Es gibt bald niemanden mehr, der noch dabei gewesen ist... ein Grund mehr diese Stimmen noch zu Wort kommen zu lassen. Die Menschheit hat immer auf die überlieferten Erlebnisse und Erfahrungen der Alten aufgebaut. Und gerade bei dieser kollektiven Horrorerfahrung wurde eher jahrzehntelang auf Schweigen, Vermeiden und Verdrängen gesetzt. Wenn jene die am eigenen Leib diese Erfahrungen machten, nicht mehr sind, fehlt uns das lebendige „Anschauungsmaterial“. Diejenigen, die das Schweigen brachen, wurden auch nicht von allen gehört und schlimmstenfalls gipfelt die Meinung in boshaften Sprüchen, wie „...selber schuld, warum habt ihr mitgemacht!“. Das diese Haltung noch besteht, konnte ich auch jetzt noch bei diversen Pro und Kontra – Kommentaren zu dem Film lesen.

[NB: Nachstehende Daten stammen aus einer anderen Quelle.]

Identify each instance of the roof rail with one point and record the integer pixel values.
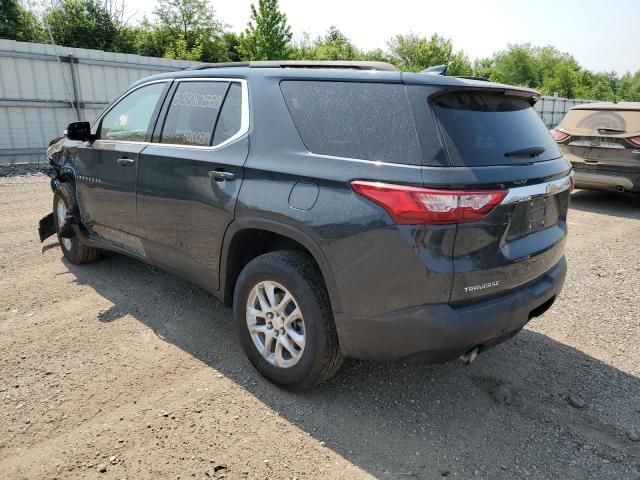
(383, 66)
(436, 70)
(471, 77)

Viele der noch jungen Kommentatoren im Netz haben nicht einmal ansatzweise verstanden, dass hier auch ein Versuch unternommen worden ist ein Schlaglicht auf die Mechanismen der (dauerhaften) Prägungen zu werfen. Wie weit hinein in die nächsten Generationen reichen wohl die Erfahrungen unserer Mütter oder Großmütter, die sie mit Brutalität und einem pervertierten Alltag, mit Denk- und Handlungsverboten machten? Das eigene einfache, alltägliche Agieren wurde vielleicht im Nachhinein als Schuld erkannt. Diffuse Ängste von damals sind immer noch nicht in Worte zu fassen, weil es diese Worte immer noch nicht gibt. Wie soll eine Mutter ihren Kindern unaussprechliche Fakten erklären, wenn es für sie selbst immer noch zu schmerzlich, zu bedrohlich ist und sie allein dafür keine Worte findet? Außerdem ist es auch heute noch gesellschaftlich verpönt bestimmte Dinge beim Namen zu nennen und so es wurde das Verdrängte noch einmal verdrängt. Die geschädigten Kriegs- und Nazi – Opfer – Täter wollten nicht nur nicht hinsehen, sie durften es aus einer kollektiven „Büßerverordnung“ heraus auch nicht. Und dabei wäre bitter nötig gewesen. Nicht um wen frei zu sprechen oder wegen der Moral oder den mehr oder weniger gerechtfertigten Schuldzuweisungen, sondern um eben den künftigen Generationen gewisse Störungen zu erklären oder es ihnen ersparen. Das „ererbte“ Gefühl in den rechten Kontext zu setzen und endlich einen Sinn für epigenetisch motiviertes Fühlen und Agieren zu bekommen, sollte langsam eine bewusste Aufgabe von Müttern werden. Es ist wohl so ein Menschending oder nur ein biologischer Grundzug - alles was wir tun hat Auswirkungen über viele Generationen. Ob wir friedlich leben oder nach wie vor Demagogie, Kriegen oder Hexenjagden ausgesetzt sind, ob wir unseren Kindern Geborgenheit anbieten oder ihnen die Nähe verweigern – es fällt auf uns zurück - persönlich und kollektiv. „Unsere Mütter, unsere Väter“ von einst können ihr Verhalten nachträglich nicht mehr ändern, die gerade amtierende Generation, zu der auch wir Älteren gehören, schon.